C'est une leçon à l'heure où tant de forces, à commencer par
l'extrême-droite de Marine Le Pen, s'emploient à distiller le poison du
rejet de l'autre, quand face à la crise, rien ne devrait nous faire
oublier que notre voisin, proche ou lointain, est toujours un
travailleur, une sœur ou un frère d'humanité.
C'est pour cela qu'ils ont tué Jaurès le 31 juillet 1914. Le fondateur
de l'Humanité, le parlementaire, le leader du parti socialiste n'avait
de cesse de s'opposer à la guerre, inlassablement, il cherchait les
moyens de la conjurer en organisant une riposte internationaliste avec
les socialistes allemands. Ce n'est donc pas seulement un militant
exalté de l'Action française cette organisation royaliste, antisémite,
nationaliste et d'extrême-droite qui l'a tué mais ceux qui ne voulaient
pas de la Paix et de la fraternité entre les peuples. Sa mort a
totalement désorganisé le mouvement socialiste et syndical à tel point
que face à l'offensive allemande, leurs chefs se sont ralliés à l'Union
sacrée et à la guerre.
Il en fallait du courage pour résister à l'esprit de guerre pendant
l'été 1914 et il vrai qu'au niveau politique seule une petite minorité
s'est opposée à la guerre, mais dans le peuple contrairement à la
légende de la fleur au fusil, très vite le refus de la guerre a
progressé sinon on n'expliquerait pas que le maximum des fusillades et
de la répression pour indiscipline et refus de guerre fut à son maximum
pendant les deux premières années du conflit.
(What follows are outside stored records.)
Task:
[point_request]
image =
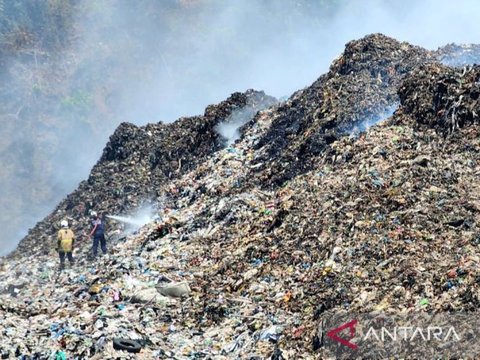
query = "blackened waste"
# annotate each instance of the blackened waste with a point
(256, 242)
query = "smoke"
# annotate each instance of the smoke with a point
(138, 218)
(363, 125)
(229, 129)
(147, 61)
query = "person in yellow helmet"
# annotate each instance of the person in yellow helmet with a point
(65, 242)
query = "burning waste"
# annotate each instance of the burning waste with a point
(255, 245)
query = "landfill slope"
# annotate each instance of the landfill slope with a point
(384, 220)
(135, 164)
(361, 84)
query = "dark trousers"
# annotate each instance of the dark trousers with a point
(62, 257)
(103, 244)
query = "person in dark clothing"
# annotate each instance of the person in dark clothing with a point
(65, 243)
(98, 234)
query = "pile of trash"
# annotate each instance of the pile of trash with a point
(361, 84)
(459, 55)
(237, 267)
(443, 97)
(137, 162)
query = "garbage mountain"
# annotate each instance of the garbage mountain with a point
(257, 242)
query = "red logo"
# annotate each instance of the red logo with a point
(332, 334)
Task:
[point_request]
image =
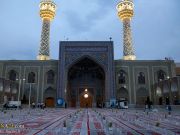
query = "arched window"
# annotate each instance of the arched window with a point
(31, 77)
(12, 75)
(122, 77)
(161, 75)
(141, 78)
(50, 77)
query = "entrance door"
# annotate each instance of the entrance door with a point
(50, 102)
(85, 101)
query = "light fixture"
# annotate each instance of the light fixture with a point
(86, 95)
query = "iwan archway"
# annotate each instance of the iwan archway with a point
(85, 84)
(95, 60)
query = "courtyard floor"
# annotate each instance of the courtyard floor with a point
(88, 122)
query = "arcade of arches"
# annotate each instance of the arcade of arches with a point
(86, 84)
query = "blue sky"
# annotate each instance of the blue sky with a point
(155, 27)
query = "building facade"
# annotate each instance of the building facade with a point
(86, 74)
(86, 65)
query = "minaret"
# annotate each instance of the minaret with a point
(47, 13)
(125, 12)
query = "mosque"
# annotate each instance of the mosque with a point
(86, 74)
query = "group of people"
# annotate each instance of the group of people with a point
(39, 105)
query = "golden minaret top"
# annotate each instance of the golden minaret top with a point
(47, 9)
(125, 9)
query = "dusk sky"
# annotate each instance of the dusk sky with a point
(155, 27)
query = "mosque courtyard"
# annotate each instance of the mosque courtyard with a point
(92, 121)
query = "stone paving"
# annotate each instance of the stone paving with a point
(88, 122)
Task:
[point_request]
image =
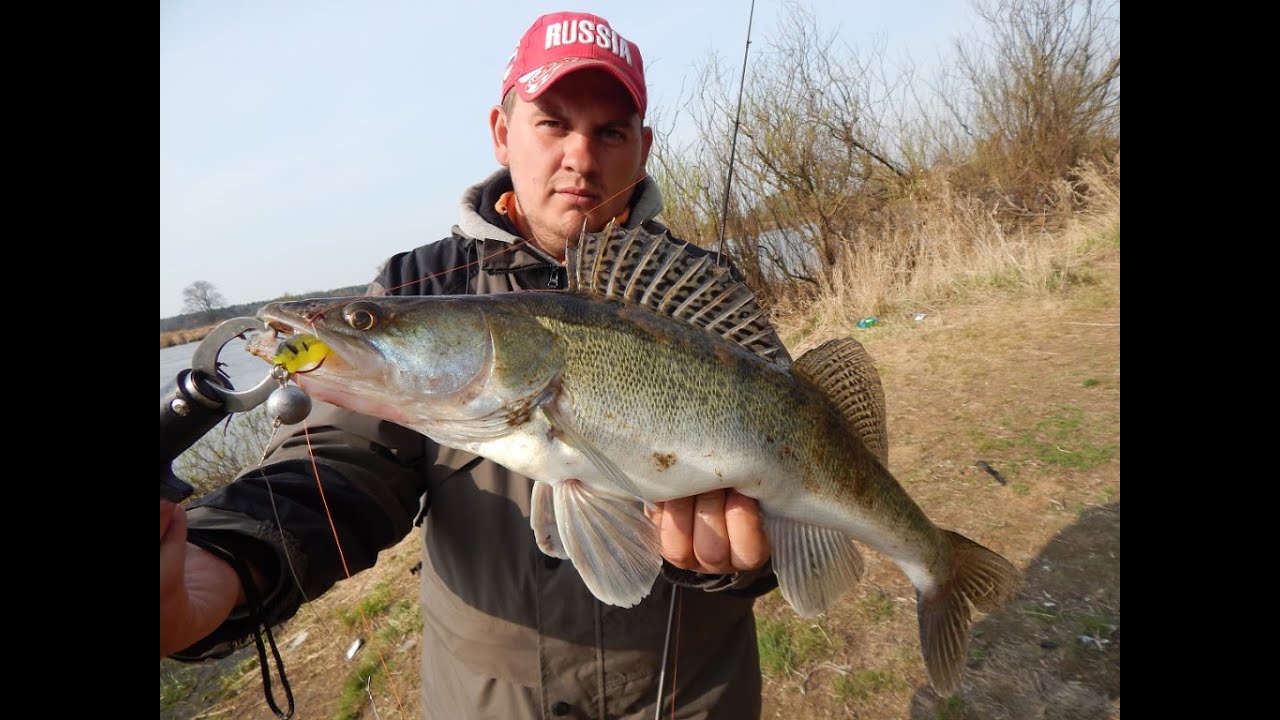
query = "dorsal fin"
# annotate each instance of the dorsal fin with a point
(844, 370)
(658, 272)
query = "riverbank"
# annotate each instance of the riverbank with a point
(182, 337)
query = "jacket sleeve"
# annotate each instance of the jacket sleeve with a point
(373, 478)
(371, 481)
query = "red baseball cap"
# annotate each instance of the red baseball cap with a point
(558, 44)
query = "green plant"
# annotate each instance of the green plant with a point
(865, 683)
(370, 605)
(786, 646)
(356, 688)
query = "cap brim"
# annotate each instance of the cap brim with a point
(535, 82)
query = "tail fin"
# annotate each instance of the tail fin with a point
(978, 577)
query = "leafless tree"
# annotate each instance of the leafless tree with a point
(201, 296)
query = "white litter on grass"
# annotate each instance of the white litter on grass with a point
(355, 647)
(297, 639)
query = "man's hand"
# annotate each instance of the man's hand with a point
(197, 591)
(718, 532)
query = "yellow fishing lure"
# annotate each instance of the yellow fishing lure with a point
(300, 354)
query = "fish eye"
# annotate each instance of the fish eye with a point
(361, 315)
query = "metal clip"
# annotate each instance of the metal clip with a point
(205, 360)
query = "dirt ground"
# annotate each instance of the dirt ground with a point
(1031, 386)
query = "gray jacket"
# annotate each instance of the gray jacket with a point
(508, 632)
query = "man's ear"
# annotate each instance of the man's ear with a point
(645, 144)
(498, 130)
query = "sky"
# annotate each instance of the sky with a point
(304, 142)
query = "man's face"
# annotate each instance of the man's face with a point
(574, 153)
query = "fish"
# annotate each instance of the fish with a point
(654, 376)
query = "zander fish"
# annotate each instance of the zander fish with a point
(654, 377)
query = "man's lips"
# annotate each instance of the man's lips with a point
(579, 196)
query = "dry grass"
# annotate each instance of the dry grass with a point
(182, 337)
(946, 249)
(1016, 363)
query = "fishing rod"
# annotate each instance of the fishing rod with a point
(723, 256)
(737, 122)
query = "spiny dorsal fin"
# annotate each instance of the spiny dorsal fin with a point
(844, 370)
(657, 272)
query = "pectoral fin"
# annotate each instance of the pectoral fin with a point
(611, 542)
(542, 519)
(814, 565)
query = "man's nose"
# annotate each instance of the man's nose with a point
(580, 153)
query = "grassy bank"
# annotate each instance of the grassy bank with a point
(183, 337)
(1004, 350)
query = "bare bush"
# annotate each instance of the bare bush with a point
(1041, 96)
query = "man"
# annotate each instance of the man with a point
(508, 632)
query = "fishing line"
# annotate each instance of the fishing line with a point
(732, 146)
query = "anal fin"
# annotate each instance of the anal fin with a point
(814, 565)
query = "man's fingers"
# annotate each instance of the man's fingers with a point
(711, 534)
(749, 546)
(677, 532)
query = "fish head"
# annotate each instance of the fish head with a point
(406, 359)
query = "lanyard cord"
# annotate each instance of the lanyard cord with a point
(260, 627)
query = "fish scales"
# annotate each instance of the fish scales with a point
(656, 377)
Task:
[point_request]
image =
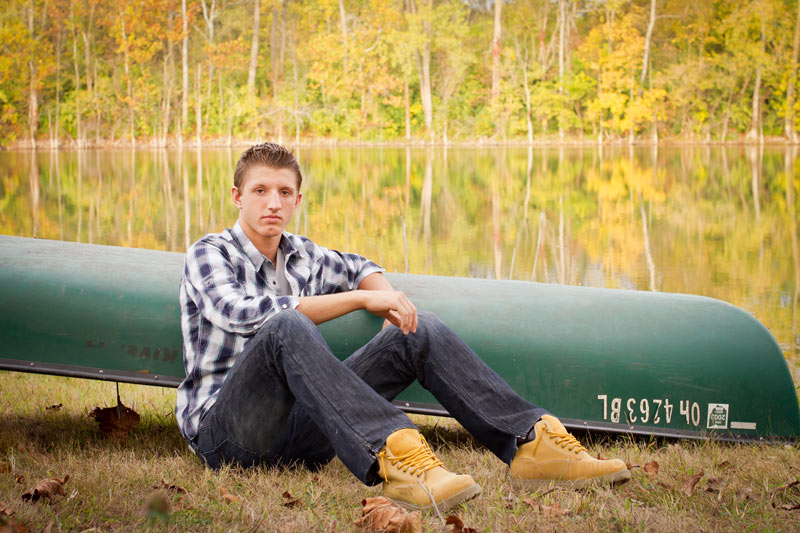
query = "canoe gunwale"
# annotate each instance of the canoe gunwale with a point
(137, 378)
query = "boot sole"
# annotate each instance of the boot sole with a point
(620, 476)
(467, 494)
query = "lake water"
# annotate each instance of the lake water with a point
(719, 222)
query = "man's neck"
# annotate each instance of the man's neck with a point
(266, 245)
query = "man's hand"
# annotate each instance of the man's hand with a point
(392, 305)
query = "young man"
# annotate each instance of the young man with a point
(262, 386)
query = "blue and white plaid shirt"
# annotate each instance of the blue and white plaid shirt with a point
(229, 289)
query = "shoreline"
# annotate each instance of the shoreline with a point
(544, 142)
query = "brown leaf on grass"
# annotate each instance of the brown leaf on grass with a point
(171, 487)
(232, 498)
(787, 486)
(46, 488)
(9, 525)
(651, 468)
(291, 502)
(554, 510)
(690, 482)
(458, 525)
(381, 515)
(715, 484)
(115, 421)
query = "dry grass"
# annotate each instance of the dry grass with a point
(111, 485)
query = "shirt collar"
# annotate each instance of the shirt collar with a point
(257, 258)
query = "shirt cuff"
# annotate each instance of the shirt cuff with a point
(368, 269)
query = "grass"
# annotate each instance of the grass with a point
(116, 485)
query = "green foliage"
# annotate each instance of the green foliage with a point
(95, 66)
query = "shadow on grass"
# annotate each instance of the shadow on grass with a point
(53, 432)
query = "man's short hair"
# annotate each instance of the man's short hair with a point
(269, 155)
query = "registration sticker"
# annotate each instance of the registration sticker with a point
(717, 416)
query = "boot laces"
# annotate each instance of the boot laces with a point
(414, 462)
(566, 440)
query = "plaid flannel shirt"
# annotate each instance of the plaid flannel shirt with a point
(228, 291)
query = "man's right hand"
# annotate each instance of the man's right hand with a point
(392, 305)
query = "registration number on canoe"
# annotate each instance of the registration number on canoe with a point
(649, 410)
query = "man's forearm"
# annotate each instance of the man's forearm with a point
(329, 306)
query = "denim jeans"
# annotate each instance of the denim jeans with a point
(288, 400)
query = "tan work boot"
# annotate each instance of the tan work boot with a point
(556, 458)
(415, 479)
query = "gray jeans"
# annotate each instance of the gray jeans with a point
(289, 400)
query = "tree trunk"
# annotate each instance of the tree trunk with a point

Ce refus souterrain, individuel gagna en force politique quand en Russie
en 1917 la révolution retentit pour dire non à la guerre ; comme en
France, comme en Allemagne des mutineries éclatèrent.
On comprit dès lors dans les rangs socialistes qu'il n'était pas
possible de rester au gouvernement de guerre.
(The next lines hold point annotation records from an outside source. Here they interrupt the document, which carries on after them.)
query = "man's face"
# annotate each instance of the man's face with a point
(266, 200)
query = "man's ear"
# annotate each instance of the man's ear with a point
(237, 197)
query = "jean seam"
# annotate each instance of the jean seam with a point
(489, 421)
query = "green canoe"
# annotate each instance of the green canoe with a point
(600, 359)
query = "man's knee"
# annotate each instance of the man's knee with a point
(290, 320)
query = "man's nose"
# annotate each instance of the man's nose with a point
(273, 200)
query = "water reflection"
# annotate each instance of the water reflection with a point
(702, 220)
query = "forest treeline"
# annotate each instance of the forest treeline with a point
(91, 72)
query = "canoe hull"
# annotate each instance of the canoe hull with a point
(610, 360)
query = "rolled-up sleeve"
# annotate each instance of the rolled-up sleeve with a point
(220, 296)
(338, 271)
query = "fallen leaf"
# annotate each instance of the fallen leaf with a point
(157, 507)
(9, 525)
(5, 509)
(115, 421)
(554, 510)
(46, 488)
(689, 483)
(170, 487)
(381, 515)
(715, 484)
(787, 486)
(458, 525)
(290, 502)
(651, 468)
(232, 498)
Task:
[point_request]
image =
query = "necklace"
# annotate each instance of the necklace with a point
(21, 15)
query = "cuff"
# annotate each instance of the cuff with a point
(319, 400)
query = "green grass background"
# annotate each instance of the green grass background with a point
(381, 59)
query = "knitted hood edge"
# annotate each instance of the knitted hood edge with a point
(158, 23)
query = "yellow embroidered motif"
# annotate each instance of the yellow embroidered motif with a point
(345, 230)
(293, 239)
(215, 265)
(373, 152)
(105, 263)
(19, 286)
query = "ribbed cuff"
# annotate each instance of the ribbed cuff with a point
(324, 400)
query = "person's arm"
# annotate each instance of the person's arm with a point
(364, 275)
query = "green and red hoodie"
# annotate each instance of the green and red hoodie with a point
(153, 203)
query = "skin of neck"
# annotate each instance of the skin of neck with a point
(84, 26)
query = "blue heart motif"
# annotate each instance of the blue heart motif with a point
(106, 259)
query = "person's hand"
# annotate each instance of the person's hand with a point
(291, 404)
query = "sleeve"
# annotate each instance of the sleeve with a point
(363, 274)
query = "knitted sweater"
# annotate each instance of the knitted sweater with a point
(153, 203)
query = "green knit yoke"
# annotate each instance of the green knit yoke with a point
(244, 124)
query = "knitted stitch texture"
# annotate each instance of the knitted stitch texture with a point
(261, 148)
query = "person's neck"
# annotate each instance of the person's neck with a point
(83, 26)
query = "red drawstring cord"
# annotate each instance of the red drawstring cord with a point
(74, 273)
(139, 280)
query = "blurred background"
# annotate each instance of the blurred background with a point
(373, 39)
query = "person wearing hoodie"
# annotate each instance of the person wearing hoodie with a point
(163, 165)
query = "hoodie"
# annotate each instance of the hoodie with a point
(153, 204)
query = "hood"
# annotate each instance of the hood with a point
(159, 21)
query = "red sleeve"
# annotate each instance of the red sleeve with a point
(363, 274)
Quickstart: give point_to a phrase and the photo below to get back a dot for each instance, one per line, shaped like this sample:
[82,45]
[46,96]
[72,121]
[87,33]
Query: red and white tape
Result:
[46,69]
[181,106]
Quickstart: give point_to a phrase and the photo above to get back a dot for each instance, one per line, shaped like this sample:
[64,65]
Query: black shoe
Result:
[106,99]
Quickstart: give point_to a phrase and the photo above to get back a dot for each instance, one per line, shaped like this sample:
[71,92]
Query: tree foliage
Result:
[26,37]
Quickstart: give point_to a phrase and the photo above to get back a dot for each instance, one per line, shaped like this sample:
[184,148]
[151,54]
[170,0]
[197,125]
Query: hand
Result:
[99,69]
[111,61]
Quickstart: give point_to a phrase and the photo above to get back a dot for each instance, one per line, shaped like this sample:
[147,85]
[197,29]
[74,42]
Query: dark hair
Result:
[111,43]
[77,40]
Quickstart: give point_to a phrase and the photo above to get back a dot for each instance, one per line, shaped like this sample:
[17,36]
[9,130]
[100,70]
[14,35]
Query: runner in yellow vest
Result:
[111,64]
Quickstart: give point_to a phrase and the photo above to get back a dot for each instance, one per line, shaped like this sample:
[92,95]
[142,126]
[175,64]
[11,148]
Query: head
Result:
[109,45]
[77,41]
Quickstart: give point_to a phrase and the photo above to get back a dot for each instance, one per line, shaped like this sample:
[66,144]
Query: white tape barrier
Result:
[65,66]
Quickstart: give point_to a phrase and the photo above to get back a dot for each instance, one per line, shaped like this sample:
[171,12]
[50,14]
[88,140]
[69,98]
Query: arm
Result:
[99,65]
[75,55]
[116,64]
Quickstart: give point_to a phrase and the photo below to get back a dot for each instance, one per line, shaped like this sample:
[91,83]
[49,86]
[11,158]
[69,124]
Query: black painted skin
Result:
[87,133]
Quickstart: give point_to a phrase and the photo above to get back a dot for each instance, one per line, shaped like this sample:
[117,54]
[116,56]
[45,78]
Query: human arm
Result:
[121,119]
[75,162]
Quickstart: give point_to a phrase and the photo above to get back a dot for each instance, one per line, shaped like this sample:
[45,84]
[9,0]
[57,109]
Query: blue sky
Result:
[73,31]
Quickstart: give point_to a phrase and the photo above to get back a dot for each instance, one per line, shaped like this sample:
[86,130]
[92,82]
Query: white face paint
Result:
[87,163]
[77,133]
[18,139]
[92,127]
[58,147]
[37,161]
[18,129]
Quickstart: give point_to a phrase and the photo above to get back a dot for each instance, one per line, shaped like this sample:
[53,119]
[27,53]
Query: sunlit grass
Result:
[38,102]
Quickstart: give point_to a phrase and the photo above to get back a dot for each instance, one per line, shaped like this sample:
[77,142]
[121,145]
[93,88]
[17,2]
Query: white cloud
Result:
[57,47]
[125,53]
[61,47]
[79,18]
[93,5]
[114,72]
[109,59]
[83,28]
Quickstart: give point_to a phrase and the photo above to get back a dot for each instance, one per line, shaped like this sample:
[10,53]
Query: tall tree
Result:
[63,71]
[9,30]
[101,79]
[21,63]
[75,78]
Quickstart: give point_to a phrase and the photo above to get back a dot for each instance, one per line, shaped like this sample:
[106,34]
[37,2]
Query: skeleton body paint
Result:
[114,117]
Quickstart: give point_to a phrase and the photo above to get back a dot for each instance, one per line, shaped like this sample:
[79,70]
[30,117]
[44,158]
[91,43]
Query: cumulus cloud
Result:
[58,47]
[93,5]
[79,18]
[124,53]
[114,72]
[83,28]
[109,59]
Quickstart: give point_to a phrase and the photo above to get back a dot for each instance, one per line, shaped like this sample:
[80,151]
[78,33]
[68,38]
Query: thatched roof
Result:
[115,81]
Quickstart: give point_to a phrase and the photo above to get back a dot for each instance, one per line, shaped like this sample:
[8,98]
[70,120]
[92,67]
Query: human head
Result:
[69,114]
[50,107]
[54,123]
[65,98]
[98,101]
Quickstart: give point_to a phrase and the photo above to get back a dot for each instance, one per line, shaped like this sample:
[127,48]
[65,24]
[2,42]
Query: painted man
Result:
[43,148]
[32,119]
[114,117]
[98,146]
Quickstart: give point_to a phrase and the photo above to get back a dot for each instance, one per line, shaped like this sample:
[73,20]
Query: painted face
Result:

Progressivement la minorité pacifiste s'imposa au sein du parti
socialiste, sut rallier des partisans honnêtes de la guerre et
l'ancienne majorité fut renversée. C' est ce qui conduisit à la création
majoritaire à Tours de notre parti le parti communiste.
Le PCF naquit ainsi du feu mêlé des luttes ouvrières et paysannes en
France, de l'espoir né avec la Révolution russe, du non à la
collaboration de classe, du non à la guerre. Nous pouvons être fiers de
tous ces communistes qui créèrent alors le PCF pour rompre avec le
socialisme de guerre : les Paul Vaillant-Couturier, André Marty, Charles
Tillon qui allèrent même jusqu'à se mutiner quand la France poursuivit
sa guerre mondiale en 1919 en agressant la Russie révolutionnaire, les
Duclos, les Thorez...La liste est longue de ceux qui dirent oui au
communisme pour dire non à la guerre.
Oui, aujourd'hui comme hier, en nous souvenant que celle que l'on
appelle " la Grande Guerre" fut le premier désastre humain et social du
XXème siècle, nous clamons "plus jamais la guerre".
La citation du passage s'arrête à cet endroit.